Quel est le chiffre noir de la délinquance en Île-de-France ?

Comparaison des résultats des enquêtes régionales « victimation et insécurité en Île-de-France » avec les chiffres de la délinquance enregistrés par la police et la gendarmerie

31 décembre 2006ContactHélène Heurtel

Six fois plus d'aggressions dans les enquêtes de victimation que dans les chiffres officiels en Île-de-France

Les crimes et délits enregistrés par la police et la gendarmerie ne représentent qu'une partie de la réalité de l'activité criminelle. L'enquête de victimisation vient les compléter.

Saisis sous forme de dépôts de plaintes ou découverts directement par l’activité des unités de Gendarmerie et des services de Police, les chiffres de la criminalité sont rassemblés depuis 1972 dans une base de données appelée « état 4001 » lorsqu’ils sont transmis au Parquet.

Cette base statistique est à l’origine des chiffres officiels sur la délinquance communiqués par l’État. Mais elle est incomplète.

La réticence des victimes à porter plainte

En effet, pour diverses raisons, parfois le sentiment que la police ou la gendarmerie ne pourront résoudre leur affaire ou par peur de représailles, des victimes ne portent pas plainte. Leurs affaires demeurent inconnues des autorités ou tout au moins ne sont pas enregistrées dans l’état 4001 (elles peuvent néanmoins faire l’objet d’une saisie sur une main courante). Ces faits alimentent le « chiffre noir » de la délinquance et doivent être ajoutés aux enregistrements de l’état 4001 pour fournir une mesure de la délinquance réelle.  

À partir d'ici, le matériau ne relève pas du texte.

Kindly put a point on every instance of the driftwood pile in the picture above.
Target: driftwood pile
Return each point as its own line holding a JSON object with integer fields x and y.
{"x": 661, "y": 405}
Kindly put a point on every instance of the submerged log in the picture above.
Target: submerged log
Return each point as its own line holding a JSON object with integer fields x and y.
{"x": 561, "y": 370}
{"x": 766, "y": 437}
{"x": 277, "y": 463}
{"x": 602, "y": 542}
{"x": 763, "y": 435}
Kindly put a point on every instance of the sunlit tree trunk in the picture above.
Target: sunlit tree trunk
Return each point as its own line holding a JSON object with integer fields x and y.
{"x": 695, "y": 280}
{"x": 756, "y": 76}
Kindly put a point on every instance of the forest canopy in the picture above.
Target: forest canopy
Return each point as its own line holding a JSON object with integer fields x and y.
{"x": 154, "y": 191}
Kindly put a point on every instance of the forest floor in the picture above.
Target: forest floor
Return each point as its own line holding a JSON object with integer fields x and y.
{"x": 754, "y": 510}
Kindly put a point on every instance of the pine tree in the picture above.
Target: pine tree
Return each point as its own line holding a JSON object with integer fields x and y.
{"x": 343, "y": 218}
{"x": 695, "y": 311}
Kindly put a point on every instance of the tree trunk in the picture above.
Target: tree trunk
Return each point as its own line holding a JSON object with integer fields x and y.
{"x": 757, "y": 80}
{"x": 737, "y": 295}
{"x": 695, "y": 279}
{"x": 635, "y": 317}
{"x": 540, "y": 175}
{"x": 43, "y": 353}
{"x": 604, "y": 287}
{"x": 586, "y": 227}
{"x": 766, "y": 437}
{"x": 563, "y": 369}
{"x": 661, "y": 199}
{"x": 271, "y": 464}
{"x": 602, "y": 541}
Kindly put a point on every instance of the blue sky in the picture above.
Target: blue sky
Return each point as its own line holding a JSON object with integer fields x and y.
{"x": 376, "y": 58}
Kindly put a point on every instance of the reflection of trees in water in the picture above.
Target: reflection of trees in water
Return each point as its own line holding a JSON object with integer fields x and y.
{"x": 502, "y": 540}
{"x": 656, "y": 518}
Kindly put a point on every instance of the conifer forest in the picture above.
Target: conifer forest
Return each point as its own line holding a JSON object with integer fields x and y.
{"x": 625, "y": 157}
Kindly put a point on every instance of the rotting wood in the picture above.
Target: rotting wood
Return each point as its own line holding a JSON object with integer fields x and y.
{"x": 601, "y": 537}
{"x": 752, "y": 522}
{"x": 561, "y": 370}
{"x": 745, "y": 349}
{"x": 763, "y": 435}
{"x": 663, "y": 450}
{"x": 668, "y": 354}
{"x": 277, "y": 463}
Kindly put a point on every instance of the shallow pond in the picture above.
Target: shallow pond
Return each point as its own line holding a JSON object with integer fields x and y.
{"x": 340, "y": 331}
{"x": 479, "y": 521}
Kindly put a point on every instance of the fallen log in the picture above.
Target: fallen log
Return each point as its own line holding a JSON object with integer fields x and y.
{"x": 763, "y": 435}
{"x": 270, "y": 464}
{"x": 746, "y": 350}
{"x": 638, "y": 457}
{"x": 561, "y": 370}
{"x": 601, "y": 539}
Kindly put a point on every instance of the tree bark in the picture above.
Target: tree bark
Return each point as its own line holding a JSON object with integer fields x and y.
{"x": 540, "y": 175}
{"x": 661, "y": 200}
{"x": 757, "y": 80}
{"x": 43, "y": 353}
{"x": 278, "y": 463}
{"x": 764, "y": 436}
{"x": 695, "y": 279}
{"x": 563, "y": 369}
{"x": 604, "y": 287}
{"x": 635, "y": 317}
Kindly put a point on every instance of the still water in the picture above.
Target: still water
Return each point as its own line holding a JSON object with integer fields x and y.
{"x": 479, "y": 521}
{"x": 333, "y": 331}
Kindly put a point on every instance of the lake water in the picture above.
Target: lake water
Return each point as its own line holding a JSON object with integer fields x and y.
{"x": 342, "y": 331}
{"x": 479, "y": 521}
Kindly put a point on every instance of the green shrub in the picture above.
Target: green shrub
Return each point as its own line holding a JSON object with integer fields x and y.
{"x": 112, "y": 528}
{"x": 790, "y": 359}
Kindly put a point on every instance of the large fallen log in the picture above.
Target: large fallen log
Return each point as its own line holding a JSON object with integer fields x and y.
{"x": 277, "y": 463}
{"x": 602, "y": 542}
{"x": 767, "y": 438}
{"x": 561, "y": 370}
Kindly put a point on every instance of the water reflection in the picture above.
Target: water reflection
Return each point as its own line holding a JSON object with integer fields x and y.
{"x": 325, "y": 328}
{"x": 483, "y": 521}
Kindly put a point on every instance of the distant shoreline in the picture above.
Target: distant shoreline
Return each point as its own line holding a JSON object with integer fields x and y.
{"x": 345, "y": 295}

En ignorant une partie des infractions, les statistiques officielles issues de l’état 4001 fournissent donc une vision non exhaustive de la délinquance en Île-de-France. Lorsque les services publics parlent par exemple de 975 590 infractions au total enregistrées en 2004 sur la région, la réalité des faits commis est incontestablement supérieure à ce chiffre, mais dans une proportion inconnue.

Les enquêtes de victimation permettent d'interroger directement les Franciliens sur les actes de délinquance

C'est la raison pour laquelle le conseil régional d'Île-de-France à souhaité, dès 2001, mettre en place des enquêtes de victimation. Ces enquêtes permettent d'interroger directement les Franciliens sur les actes de délinquance auxquels ils ont pu être exposés, indépendamment du fait que leur affaire ait été signalée ou non aux autorités. Elles offrent une autre mesure de la délinquance censée englober le chiffre noir.  

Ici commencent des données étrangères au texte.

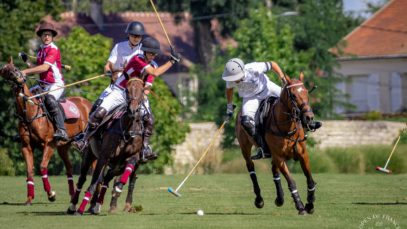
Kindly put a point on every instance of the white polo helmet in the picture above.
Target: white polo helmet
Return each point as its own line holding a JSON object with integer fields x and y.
{"x": 234, "y": 70}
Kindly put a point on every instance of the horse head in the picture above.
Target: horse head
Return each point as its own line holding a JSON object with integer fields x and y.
{"x": 296, "y": 96}
{"x": 12, "y": 74}
{"x": 135, "y": 95}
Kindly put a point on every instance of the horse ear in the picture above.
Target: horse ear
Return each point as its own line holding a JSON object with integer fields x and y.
{"x": 302, "y": 76}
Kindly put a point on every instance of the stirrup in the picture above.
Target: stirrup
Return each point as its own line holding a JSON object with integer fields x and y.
{"x": 260, "y": 154}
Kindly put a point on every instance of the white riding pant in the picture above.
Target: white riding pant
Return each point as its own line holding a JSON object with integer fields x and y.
{"x": 251, "y": 104}
{"x": 118, "y": 97}
{"x": 50, "y": 87}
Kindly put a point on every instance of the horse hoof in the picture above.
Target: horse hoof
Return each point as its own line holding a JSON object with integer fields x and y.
{"x": 309, "y": 207}
{"x": 52, "y": 196}
{"x": 259, "y": 203}
{"x": 302, "y": 212}
{"x": 279, "y": 202}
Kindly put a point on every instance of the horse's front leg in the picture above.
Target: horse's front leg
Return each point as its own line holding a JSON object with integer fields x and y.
{"x": 305, "y": 165}
{"x": 29, "y": 162}
{"x": 63, "y": 152}
{"x": 279, "y": 201}
{"x": 96, "y": 178}
{"x": 291, "y": 184}
{"x": 258, "y": 202}
{"x": 47, "y": 153}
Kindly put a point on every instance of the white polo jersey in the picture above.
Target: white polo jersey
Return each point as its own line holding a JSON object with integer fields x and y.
{"x": 121, "y": 54}
{"x": 255, "y": 80}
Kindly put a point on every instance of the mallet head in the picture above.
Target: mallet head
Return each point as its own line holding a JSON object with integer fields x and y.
{"x": 175, "y": 193}
{"x": 383, "y": 170}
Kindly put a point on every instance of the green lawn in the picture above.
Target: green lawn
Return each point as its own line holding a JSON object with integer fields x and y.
{"x": 343, "y": 201}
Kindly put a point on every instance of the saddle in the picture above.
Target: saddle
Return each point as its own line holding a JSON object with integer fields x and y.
{"x": 262, "y": 113}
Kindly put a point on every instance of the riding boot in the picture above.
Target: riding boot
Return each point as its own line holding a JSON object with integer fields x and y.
{"x": 147, "y": 152}
{"x": 58, "y": 119}
{"x": 94, "y": 121}
{"x": 262, "y": 150}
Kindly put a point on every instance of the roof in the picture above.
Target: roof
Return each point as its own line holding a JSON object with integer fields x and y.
{"x": 382, "y": 35}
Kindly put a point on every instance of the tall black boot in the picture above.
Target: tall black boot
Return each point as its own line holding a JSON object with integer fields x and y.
{"x": 94, "y": 121}
{"x": 57, "y": 118}
{"x": 262, "y": 150}
{"x": 147, "y": 152}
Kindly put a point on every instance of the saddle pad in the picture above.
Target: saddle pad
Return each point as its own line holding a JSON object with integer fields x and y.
{"x": 70, "y": 109}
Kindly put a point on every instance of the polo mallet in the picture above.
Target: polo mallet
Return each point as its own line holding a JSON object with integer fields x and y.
{"x": 384, "y": 169}
{"x": 68, "y": 85}
{"x": 175, "y": 192}
{"x": 21, "y": 54}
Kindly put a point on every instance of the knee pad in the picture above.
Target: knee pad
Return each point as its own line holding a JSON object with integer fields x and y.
{"x": 248, "y": 124}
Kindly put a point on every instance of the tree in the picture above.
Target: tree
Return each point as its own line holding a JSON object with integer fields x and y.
{"x": 227, "y": 11}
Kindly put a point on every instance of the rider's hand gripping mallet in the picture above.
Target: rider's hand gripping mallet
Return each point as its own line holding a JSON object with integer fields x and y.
{"x": 384, "y": 169}
{"x": 175, "y": 192}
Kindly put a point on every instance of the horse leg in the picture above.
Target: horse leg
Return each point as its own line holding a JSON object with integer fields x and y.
{"x": 291, "y": 185}
{"x": 304, "y": 161}
{"x": 63, "y": 153}
{"x": 87, "y": 162}
{"x": 47, "y": 154}
{"x": 129, "y": 199}
{"x": 96, "y": 178}
{"x": 103, "y": 188}
{"x": 29, "y": 162}
{"x": 279, "y": 201}
{"x": 258, "y": 202}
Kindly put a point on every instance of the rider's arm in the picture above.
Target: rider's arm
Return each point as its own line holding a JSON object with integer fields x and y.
{"x": 160, "y": 70}
{"x": 229, "y": 95}
{"x": 36, "y": 70}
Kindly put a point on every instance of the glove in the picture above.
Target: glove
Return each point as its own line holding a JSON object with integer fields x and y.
{"x": 229, "y": 109}
{"x": 108, "y": 73}
{"x": 174, "y": 56}
{"x": 23, "y": 56}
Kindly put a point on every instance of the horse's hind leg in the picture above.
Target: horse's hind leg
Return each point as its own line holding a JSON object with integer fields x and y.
{"x": 279, "y": 201}
{"x": 87, "y": 161}
{"x": 304, "y": 160}
{"x": 47, "y": 154}
{"x": 291, "y": 185}
{"x": 258, "y": 202}
{"x": 63, "y": 153}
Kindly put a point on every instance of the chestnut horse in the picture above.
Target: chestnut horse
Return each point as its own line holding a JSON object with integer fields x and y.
{"x": 36, "y": 131}
{"x": 118, "y": 147}
{"x": 285, "y": 137}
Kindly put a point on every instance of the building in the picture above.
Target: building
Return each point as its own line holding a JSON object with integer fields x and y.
{"x": 374, "y": 62}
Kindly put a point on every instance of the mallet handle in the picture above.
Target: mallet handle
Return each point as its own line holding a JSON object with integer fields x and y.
{"x": 203, "y": 155}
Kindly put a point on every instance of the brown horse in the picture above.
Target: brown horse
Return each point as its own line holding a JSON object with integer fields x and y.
{"x": 285, "y": 137}
{"x": 118, "y": 147}
{"x": 36, "y": 131}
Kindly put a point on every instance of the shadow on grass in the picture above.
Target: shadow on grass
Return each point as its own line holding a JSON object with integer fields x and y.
{"x": 385, "y": 203}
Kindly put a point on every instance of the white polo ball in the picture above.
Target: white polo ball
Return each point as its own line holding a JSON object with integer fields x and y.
{"x": 200, "y": 212}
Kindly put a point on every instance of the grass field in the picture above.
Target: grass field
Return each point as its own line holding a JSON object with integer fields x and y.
{"x": 343, "y": 201}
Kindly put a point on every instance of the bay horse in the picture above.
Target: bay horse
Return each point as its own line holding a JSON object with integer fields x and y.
{"x": 36, "y": 130}
{"x": 118, "y": 147}
{"x": 285, "y": 138}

À ce jour, il n’existe aucune méthode permettant de mesurer avec une grande précision le chiffre noir. L'étude elle-même présente des limites, qui expliquent notamment certaines divergences avec les chiffres officiels.

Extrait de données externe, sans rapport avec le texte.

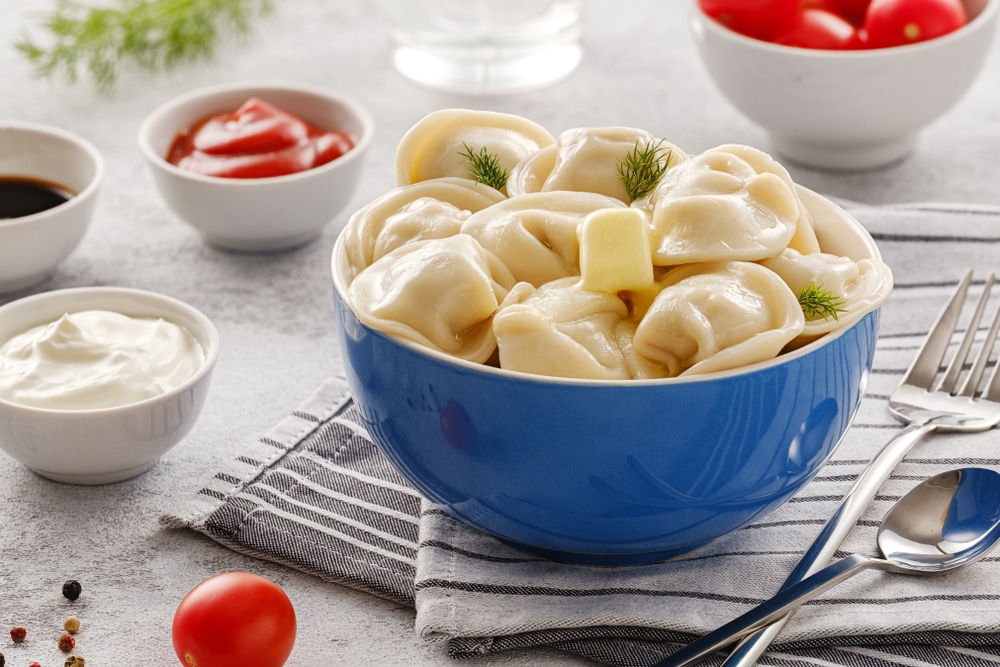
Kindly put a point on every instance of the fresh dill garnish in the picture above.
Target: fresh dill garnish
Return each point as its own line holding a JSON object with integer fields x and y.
{"x": 818, "y": 303}
{"x": 154, "y": 34}
{"x": 485, "y": 167}
{"x": 642, "y": 168}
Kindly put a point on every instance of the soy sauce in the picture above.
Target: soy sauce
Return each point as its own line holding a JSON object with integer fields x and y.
{"x": 21, "y": 196}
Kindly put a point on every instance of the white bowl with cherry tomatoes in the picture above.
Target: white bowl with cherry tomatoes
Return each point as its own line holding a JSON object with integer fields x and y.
{"x": 844, "y": 84}
{"x": 258, "y": 166}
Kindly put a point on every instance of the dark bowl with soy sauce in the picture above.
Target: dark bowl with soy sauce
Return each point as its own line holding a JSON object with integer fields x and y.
{"x": 49, "y": 179}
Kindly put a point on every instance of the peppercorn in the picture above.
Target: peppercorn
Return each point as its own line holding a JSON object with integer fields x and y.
{"x": 66, "y": 642}
{"x": 72, "y": 589}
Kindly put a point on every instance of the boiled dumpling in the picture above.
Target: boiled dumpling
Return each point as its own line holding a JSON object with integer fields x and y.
{"x": 857, "y": 287}
{"x": 433, "y": 147}
{"x": 586, "y": 160}
{"x": 536, "y": 235}
{"x": 562, "y": 330}
{"x": 440, "y": 293}
{"x": 718, "y": 315}
{"x": 733, "y": 202}
{"x": 430, "y": 209}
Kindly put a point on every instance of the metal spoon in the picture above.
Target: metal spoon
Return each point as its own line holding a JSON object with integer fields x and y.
{"x": 947, "y": 521}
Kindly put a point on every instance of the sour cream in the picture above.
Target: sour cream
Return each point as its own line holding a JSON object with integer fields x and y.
{"x": 96, "y": 359}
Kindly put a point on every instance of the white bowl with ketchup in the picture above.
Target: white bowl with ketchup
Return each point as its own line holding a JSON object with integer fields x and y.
{"x": 49, "y": 179}
{"x": 257, "y": 166}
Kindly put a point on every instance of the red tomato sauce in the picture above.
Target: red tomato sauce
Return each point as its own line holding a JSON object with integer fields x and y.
{"x": 258, "y": 140}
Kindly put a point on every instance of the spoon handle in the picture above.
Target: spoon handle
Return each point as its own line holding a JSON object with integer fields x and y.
{"x": 835, "y": 532}
{"x": 775, "y": 608}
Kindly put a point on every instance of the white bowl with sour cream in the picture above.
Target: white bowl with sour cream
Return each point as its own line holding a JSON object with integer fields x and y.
{"x": 96, "y": 383}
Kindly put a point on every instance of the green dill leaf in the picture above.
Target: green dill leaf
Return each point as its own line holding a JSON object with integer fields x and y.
{"x": 642, "y": 168}
{"x": 818, "y": 303}
{"x": 485, "y": 167}
{"x": 152, "y": 34}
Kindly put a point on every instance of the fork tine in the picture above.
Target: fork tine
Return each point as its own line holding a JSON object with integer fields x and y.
{"x": 925, "y": 367}
{"x": 950, "y": 381}
{"x": 972, "y": 382}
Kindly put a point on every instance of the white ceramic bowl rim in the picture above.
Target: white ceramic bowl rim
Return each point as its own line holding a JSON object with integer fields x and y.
{"x": 77, "y": 198}
{"x": 211, "y": 351}
{"x": 355, "y": 108}
{"x": 339, "y": 258}
{"x": 990, "y": 7}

Ainsi, les enquêtes de victimation ne tiennent pas compte de certaines catégories de victimes (jeunes âgés de moins de 15 ans, victimes non franciliennes…).

D'autre part, les index des enquêtes ne correspondent pas exactement aux index des  infractions inclues dans l’état 4001.

En outre, la fiabilité de l'enquête dépend des personnes interrogées : les victimes sont supposées avoir déclaré les atteintes auxquelles elles ont été réellement exposées.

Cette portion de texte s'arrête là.